Readmission prediction for heart failure patients using features extracted from SS-MIX

Published in Joint 12th International Conference on Soft Computing and Intelligent Systems and 23rd International Symposium on Advanced Intelligent Systems, 2022

Recommended citation: Yamane, H., Kurose, Y., Tejero-de-Pablos, A., Gu, L., Iho, J., Tokunaga, Y., Horie, M., Hayashi, Y., Nishizawa, K., Koyama, Y., & Tatsuya, H. (2022). Readmission prediction for heart failure patients using features extracted from SS-MIX. Joint 12th International Conference on Soft Computing and Intelligent Systems and 23rd International Symposium on Advanced Intelligent Systems (SCIS&ISIS).

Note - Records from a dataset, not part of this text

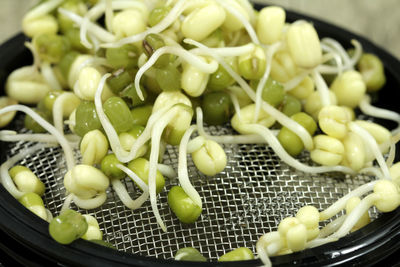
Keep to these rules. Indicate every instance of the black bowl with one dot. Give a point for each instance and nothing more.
(25, 238)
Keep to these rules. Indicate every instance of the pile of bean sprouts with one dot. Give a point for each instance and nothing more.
(104, 37)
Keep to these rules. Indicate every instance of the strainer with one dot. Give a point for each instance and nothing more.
(249, 198)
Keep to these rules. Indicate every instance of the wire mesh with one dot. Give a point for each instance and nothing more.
(249, 198)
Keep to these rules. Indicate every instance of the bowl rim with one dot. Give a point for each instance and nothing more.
(363, 247)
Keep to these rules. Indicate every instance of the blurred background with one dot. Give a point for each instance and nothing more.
(379, 21)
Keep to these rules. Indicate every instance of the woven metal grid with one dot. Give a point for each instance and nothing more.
(249, 198)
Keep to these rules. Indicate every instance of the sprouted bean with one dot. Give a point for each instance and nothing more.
(140, 76)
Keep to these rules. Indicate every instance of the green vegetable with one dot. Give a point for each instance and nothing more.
(73, 36)
(141, 114)
(371, 68)
(86, 118)
(252, 66)
(51, 47)
(220, 79)
(140, 166)
(32, 125)
(289, 140)
(217, 108)
(151, 43)
(290, 105)
(125, 56)
(76, 6)
(66, 63)
(46, 104)
(130, 95)
(119, 80)
(108, 167)
(239, 254)
(158, 14)
(67, 227)
(168, 78)
(189, 254)
(118, 113)
(182, 205)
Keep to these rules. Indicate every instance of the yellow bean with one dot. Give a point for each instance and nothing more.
(313, 103)
(246, 117)
(202, 22)
(270, 24)
(328, 150)
(354, 151)
(349, 88)
(304, 89)
(364, 220)
(333, 121)
(304, 45)
(283, 67)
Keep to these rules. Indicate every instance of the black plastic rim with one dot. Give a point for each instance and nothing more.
(365, 247)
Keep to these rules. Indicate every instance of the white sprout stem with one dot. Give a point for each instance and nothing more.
(227, 51)
(249, 9)
(165, 23)
(166, 170)
(271, 139)
(236, 105)
(369, 139)
(182, 168)
(36, 59)
(83, 33)
(340, 204)
(67, 202)
(146, 134)
(194, 60)
(372, 170)
(368, 109)
(109, 15)
(353, 217)
(133, 176)
(49, 216)
(322, 88)
(336, 56)
(269, 54)
(42, 9)
(122, 193)
(332, 227)
(303, 134)
(58, 110)
(49, 76)
(295, 81)
(338, 48)
(12, 136)
(99, 9)
(69, 156)
(264, 248)
(91, 203)
(5, 176)
(392, 151)
(234, 39)
(226, 139)
(334, 70)
(320, 241)
(155, 147)
(195, 144)
(242, 19)
(357, 52)
(112, 135)
(96, 30)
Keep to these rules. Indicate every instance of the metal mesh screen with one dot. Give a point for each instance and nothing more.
(249, 198)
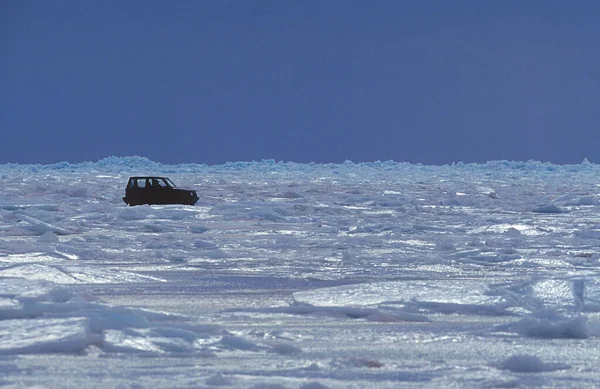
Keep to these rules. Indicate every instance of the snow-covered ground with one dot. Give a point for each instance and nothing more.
(379, 275)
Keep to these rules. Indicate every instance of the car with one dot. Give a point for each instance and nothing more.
(157, 190)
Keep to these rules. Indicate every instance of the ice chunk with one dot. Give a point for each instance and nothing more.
(530, 364)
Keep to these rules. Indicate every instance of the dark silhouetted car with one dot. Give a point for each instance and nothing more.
(157, 190)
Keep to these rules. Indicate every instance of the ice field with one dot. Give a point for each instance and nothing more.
(283, 275)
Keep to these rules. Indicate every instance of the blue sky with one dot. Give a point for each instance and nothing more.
(425, 81)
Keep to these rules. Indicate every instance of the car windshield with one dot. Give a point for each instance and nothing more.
(167, 182)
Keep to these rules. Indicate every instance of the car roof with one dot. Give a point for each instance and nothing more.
(144, 177)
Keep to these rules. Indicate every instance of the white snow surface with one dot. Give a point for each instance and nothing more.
(283, 275)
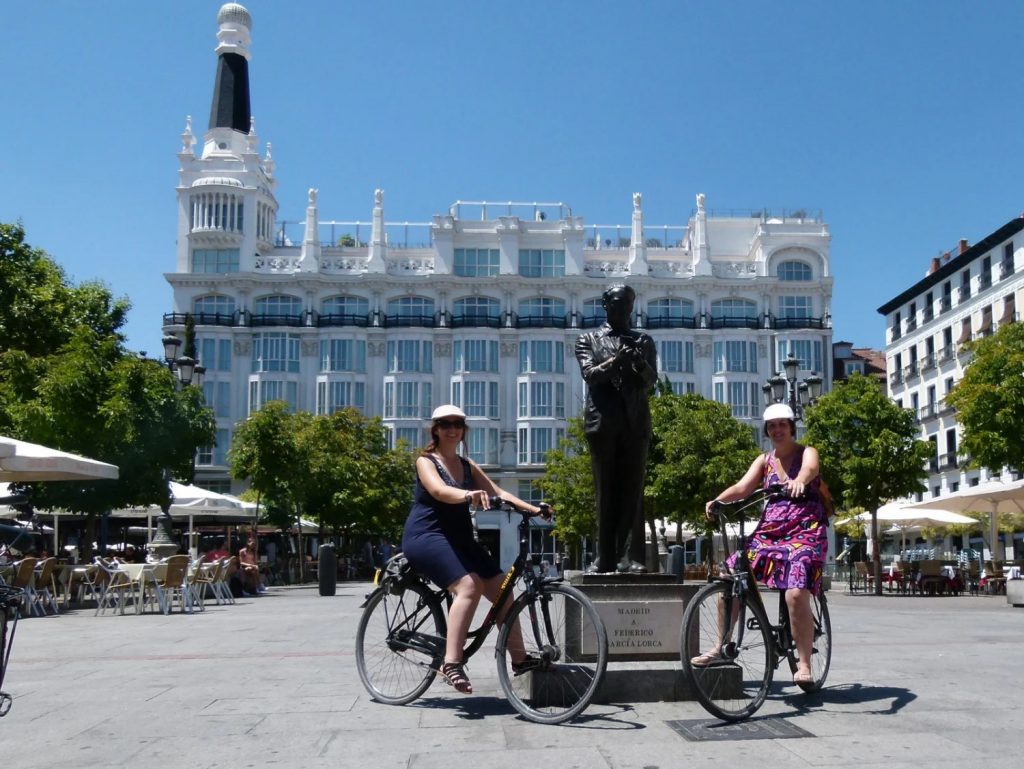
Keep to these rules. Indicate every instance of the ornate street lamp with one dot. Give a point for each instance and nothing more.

Increased demand for healthcare has resulted in necessity of utilizing electronic medical records. Standardized Structured Medical Information eXchange (SS-MIX) is a standard data storage format used in Japan to share clinical data. SS-MIX contains standard medical receipt data which is automatically stored. In this paper, we utilize the SS-MIX data to predict readmission of patients, who are suffering from heart failure. (i.e.,We define the readmission prediction task as a binary prediction task, where whether a patient readmits within N days after hospital discharge or not.) We train classifiers based on features (e.g., disease history, allergy, prescription, etc.) that are extracted from medical receipt data which is contained in SS-MIX. The experimental result showed that above features are effective for the task of readmission prediction; in particular, LightGBM outperformed other classifiers. Moreover, features from ICD10 codes are shown to be effective to predict readmission.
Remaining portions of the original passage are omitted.